More important than shelter, than fire, than any store-bought gear, is the outdoorsman’s ability to focus, to be completely present in the moment that they are in. There is clarity and a calm there where everything else falls away.

“That’s exactly what I enjoy,” Allen said. “One of the things I’ve read is that you have to learn to be here, now. We don’t live that way in our modern world. We’re always thinking schedules and what are you doing tomorrow or next week or what happened last week. You’re never here, now. But when you’re out there that’s all you’ve got. Whatever happened around the last bend, that’s gone.
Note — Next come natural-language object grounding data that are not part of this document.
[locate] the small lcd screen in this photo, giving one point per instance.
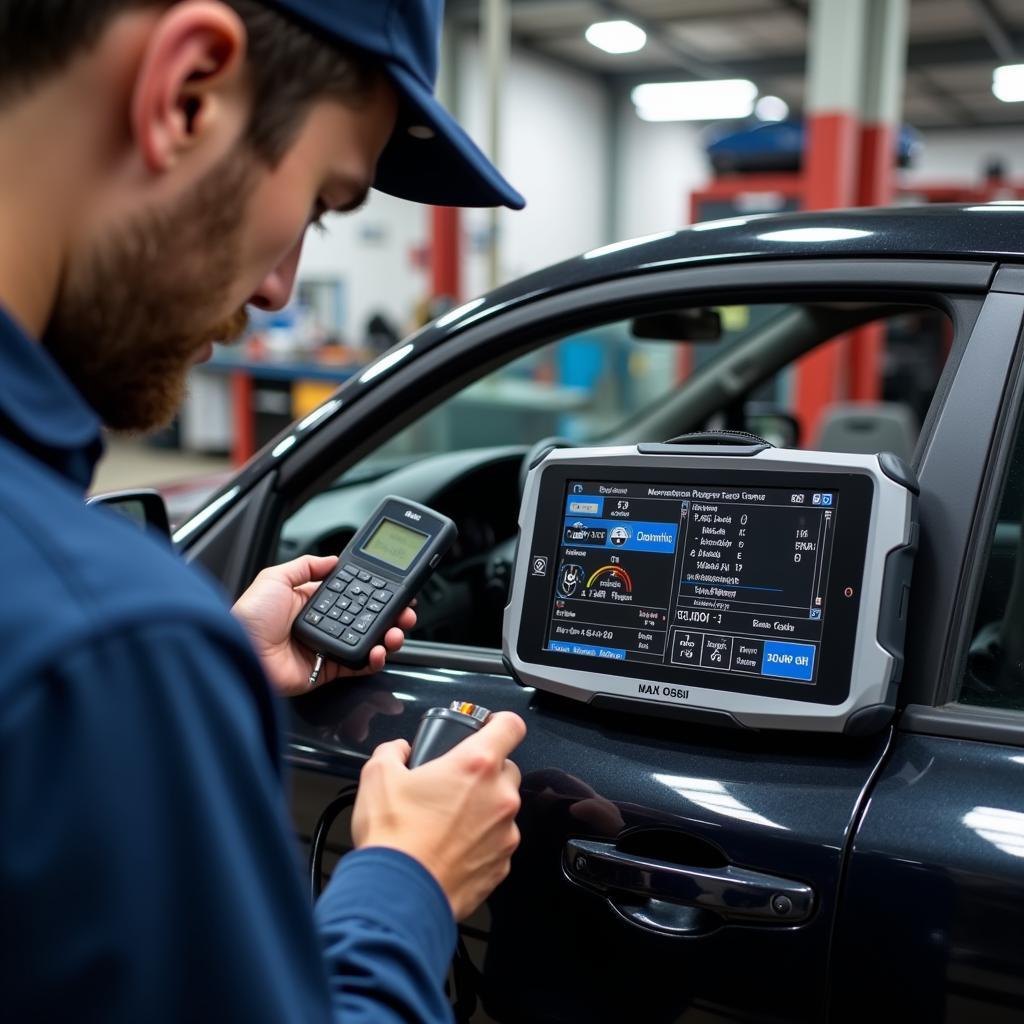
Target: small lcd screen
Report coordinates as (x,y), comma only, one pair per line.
(724,579)
(394,544)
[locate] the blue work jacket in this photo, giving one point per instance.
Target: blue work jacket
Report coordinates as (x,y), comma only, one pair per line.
(147,869)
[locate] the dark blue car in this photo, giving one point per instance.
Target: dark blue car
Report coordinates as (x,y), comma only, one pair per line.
(908,845)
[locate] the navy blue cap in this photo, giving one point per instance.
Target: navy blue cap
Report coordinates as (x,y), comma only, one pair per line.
(430,159)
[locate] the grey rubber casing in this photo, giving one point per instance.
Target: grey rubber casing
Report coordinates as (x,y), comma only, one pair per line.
(878,659)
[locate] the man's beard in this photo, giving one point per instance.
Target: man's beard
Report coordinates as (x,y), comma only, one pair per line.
(128,325)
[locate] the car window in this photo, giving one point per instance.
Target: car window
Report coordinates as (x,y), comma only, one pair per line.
(647,379)
(581,388)
(993,675)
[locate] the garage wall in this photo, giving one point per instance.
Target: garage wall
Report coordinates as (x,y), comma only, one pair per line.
(963,156)
(371,252)
(553,151)
(662,164)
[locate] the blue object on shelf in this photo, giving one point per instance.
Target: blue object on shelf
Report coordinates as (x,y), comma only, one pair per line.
(779,146)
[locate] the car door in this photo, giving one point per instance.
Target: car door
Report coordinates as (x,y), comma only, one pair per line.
(639,835)
(932,908)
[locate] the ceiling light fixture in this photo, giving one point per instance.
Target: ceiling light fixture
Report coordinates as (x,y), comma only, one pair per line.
(771,109)
(1008,83)
(616,37)
(695,100)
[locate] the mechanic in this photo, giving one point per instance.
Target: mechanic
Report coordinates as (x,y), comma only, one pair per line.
(160,163)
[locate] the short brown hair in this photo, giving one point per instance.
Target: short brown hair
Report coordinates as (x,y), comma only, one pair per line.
(289,67)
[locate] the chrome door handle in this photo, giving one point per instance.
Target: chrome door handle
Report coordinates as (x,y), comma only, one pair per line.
(731,894)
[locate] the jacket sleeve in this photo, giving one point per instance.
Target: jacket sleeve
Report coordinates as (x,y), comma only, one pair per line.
(147,869)
(397,940)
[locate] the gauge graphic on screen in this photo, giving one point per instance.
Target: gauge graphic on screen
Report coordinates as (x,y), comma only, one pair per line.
(610,578)
(569,579)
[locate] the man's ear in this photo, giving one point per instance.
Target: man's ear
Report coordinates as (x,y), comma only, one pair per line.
(188,85)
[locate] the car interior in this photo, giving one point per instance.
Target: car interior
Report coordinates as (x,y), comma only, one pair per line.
(649,378)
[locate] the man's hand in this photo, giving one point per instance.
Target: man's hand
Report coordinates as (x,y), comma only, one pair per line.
(455,815)
(271,604)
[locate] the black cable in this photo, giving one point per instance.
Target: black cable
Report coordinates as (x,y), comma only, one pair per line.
(340,803)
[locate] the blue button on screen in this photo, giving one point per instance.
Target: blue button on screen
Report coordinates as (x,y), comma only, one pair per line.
(787,660)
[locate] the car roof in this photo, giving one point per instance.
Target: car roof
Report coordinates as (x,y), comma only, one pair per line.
(952,231)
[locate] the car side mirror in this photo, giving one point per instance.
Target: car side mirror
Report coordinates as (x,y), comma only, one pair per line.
(144,508)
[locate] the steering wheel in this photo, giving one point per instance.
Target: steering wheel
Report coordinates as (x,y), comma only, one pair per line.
(536,453)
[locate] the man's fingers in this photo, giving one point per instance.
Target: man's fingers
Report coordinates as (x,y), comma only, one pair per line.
(396,751)
(304,569)
(393,639)
(503,733)
(376,660)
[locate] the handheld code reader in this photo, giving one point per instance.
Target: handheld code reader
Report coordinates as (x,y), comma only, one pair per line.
(380,571)
(740,586)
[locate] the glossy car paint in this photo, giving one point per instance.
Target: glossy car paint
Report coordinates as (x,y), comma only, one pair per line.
(932,914)
(934,232)
(558,952)
(908,901)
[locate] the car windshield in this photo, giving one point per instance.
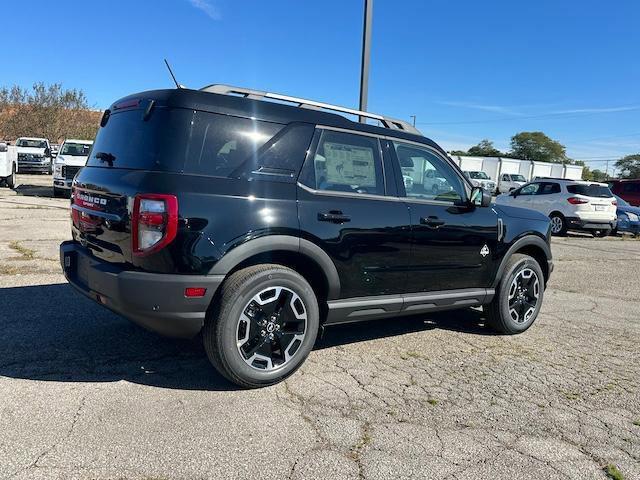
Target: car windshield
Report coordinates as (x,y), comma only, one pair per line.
(75,149)
(23,142)
(622,202)
(590,190)
(479,175)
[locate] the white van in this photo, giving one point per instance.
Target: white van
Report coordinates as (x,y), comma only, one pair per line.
(71,157)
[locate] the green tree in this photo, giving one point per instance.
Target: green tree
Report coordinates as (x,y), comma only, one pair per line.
(484,149)
(599,176)
(629,166)
(48,111)
(538,147)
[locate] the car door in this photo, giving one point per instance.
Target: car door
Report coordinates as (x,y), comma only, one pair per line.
(452,242)
(346,207)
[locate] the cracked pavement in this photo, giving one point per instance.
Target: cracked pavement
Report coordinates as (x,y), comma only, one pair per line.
(86,394)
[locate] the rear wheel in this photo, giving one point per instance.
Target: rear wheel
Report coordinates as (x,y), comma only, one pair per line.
(263,325)
(558,224)
(518,298)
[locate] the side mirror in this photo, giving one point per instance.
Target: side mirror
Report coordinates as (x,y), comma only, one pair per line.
(480,197)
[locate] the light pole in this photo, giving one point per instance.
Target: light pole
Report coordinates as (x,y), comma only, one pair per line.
(366,53)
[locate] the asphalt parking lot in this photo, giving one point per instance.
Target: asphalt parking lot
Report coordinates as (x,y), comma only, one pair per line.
(86,394)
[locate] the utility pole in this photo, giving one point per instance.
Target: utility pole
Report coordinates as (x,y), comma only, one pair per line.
(366,53)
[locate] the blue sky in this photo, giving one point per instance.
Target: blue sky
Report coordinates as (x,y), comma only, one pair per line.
(469,70)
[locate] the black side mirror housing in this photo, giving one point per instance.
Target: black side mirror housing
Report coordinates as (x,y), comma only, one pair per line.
(480,197)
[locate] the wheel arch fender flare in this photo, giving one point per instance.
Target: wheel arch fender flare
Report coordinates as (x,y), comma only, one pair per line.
(526,241)
(285,243)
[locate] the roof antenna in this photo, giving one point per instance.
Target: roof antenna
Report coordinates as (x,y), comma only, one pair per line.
(172,75)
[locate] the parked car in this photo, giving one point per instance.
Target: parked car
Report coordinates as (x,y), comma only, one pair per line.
(629,190)
(258,223)
(434,182)
(628,217)
(480,179)
(8,165)
(570,204)
(71,158)
(34,155)
(510,181)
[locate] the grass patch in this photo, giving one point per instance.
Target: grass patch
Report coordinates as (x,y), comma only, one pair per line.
(26,253)
(9,270)
(611,471)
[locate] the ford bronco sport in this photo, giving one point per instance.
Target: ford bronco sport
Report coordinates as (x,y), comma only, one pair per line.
(256,219)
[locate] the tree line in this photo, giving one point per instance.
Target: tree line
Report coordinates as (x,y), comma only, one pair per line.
(539,147)
(48,111)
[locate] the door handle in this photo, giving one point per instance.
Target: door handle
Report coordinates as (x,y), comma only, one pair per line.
(432,222)
(334,216)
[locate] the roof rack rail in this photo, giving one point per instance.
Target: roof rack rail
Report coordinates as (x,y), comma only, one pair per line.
(387,122)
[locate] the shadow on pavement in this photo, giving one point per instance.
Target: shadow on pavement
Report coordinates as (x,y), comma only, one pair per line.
(51,333)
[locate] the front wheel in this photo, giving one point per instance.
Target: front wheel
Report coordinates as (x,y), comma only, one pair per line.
(518,298)
(263,325)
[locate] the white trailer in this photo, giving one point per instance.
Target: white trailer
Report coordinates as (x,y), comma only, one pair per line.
(471,163)
(8,164)
(573,172)
(540,169)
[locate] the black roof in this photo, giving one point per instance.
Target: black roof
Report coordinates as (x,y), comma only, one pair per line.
(264,110)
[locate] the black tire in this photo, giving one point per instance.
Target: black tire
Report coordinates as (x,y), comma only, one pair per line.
(222,326)
(498,312)
(558,224)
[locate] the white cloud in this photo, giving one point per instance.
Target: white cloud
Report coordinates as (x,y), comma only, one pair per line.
(485,108)
(205,6)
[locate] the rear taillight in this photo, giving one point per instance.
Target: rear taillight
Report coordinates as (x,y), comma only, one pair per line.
(154,222)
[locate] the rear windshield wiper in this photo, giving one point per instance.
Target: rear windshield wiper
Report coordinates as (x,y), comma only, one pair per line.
(106,157)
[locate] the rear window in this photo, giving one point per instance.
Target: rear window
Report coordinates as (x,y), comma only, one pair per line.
(591,190)
(195,142)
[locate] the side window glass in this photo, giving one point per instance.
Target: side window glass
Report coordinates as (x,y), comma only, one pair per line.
(530,189)
(346,162)
(432,178)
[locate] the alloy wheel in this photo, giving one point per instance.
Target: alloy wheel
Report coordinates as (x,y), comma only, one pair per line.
(271,328)
(524,293)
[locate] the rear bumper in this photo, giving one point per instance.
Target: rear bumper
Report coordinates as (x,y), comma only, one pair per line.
(575,223)
(152,300)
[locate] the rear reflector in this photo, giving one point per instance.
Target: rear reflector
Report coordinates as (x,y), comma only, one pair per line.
(194,292)
(154,222)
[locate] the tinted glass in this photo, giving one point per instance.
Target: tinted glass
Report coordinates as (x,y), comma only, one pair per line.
(433,178)
(181,140)
(345,162)
(548,188)
(530,189)
(630,187)
(590,190)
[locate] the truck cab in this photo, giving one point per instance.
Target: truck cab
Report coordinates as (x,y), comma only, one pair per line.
(34,155)
(71,157)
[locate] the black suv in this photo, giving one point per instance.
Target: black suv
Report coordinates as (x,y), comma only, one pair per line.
(256,219)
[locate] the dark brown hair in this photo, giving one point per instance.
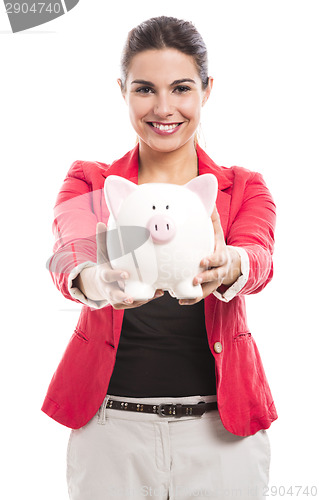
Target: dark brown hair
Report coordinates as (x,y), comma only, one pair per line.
(165,32)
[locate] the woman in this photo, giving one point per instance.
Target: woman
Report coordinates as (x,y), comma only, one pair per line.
(137,382)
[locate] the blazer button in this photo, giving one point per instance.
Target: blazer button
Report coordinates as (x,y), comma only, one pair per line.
(218,347)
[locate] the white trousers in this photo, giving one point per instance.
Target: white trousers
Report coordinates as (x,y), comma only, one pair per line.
(129,455)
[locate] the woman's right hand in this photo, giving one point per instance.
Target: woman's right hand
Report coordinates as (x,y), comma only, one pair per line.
(101,282)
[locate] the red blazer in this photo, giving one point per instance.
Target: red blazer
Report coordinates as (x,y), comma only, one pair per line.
(247,213)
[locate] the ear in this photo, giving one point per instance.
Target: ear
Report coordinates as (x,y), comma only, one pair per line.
(206,187)
(116,189)
(208,90)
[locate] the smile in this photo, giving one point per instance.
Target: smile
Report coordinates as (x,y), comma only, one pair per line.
(163,128)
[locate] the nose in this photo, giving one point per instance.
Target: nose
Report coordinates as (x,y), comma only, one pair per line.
(162,228)
(163,106)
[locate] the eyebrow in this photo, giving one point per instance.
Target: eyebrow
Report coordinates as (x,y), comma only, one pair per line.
(176,82)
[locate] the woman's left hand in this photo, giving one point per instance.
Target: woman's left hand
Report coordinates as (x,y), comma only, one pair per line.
(222,267)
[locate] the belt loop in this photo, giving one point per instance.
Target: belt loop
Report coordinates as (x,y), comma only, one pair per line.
(102,412)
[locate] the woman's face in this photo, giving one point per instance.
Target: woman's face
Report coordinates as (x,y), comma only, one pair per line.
(164,96)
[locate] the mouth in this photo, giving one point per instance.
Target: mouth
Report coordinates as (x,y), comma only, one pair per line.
(165,128)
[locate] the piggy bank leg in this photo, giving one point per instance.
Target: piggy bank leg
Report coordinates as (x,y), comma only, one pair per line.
(186,290)
(138,290)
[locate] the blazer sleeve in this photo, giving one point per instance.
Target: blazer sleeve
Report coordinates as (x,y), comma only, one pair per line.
(252,229)
(74,228)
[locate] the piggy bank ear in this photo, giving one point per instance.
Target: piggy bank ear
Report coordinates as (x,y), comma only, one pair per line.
(206,187)
(116,189)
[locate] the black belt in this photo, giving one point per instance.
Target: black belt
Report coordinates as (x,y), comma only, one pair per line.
(164,409)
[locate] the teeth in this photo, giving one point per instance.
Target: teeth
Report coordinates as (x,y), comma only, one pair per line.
(165,127)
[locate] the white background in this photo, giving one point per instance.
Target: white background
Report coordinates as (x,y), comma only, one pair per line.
(60,102)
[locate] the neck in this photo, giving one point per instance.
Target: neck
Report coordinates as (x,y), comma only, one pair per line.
(176,167)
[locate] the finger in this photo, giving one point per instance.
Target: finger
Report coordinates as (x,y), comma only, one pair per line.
(207,288)
(217,274)
(129,303)
(109,275)
(101,251)
(219,256)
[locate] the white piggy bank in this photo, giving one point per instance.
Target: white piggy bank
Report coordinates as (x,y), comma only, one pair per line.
(159,233)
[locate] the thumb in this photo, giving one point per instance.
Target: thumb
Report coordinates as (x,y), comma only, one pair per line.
(101,251)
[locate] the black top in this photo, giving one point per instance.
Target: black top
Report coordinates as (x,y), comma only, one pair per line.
(163,351)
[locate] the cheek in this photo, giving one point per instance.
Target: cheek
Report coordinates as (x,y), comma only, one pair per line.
(191,108)
(137,109)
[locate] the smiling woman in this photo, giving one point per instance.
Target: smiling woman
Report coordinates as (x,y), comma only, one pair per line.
(163,395)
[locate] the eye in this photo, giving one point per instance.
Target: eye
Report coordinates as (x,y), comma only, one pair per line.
(144,90)
(182,89)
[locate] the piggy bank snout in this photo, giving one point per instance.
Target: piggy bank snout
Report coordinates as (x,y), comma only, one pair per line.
(162,228)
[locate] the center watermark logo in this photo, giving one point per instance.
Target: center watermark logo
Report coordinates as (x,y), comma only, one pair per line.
(28,14)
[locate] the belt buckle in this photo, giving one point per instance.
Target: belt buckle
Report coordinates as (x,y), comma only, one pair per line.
(160,409)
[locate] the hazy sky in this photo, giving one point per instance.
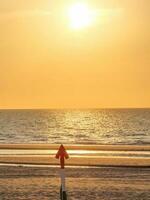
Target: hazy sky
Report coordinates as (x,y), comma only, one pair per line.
(45,63)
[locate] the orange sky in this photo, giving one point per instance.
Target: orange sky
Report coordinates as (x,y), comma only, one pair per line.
(44,63)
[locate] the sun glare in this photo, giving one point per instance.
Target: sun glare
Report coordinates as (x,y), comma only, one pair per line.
(80,16)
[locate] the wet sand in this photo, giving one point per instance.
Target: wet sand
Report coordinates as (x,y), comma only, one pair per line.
(102,183)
You’ve got this bend in the river to worry about now.”

And in rivers like the Ogeechee, that can narrow when you least expect it, the paddler cannot afford to be distracted.

“Some of those bends, it’s hard to maneuver the canoe through them,” Allen said. “I don’t see how the current is turning that swift because I can’t turn that swift. It’s crazy. It makes it a big adventure. Everything’s new and you have to deal with it minute by minute. Reality is right there in front of you and you have to deal with it. I love all that.”

Allen feels his year of preparation for the trip paid off. The weather, the water level, everything was perfect. The mosquitoes were not even out much.

He had planned for a possible seven-day trip, but he made it in three.

“I got to the U.S. 1 bridge in Louisville at 3 o’clock on Tuesday,” Allen said. “That adds up to three nine-hour days on the water. The GPS said I went 49 miles, so actually, that’s not bad progress, about 16 miles per day.

He does not recommend the trip to anyone who is not vastly experienced on the water.

“Don’t do this to improve any of your skills or learn a new skill of navigation. You do this if you have already proven all of your skills. And then use them here,” Allen said. “I can see someone really getting messed up and not knowing what to do in there. That worries me, that someone will read this and think, ‘Oh, that sounds fun, let’s try that.’

For paddlers who think they are up for a challenge of more obstacles, Allen recommends they try the Ogeechee from Highway 24 to U.S. Highway 1.

“I think I had seven or eight pullovers on that run and there a lot more snags you can maneuver through, but for the most part, it’s not very bad. And it’s only 5 or 6 river miles if someone wants to try it,” Allen said. “But as for the upper part of this run, I almost think that if you need help to plan and execute this trip, then you’re not ready for it.”

Now, Allen is resting up and waiting for that familiar pull to lure him back out to wherever the compass points.

“One thing I did learn on this last trip,” Allen said. “Going around a bend and seeing 200 yards of open water, that is happiness, my friend.”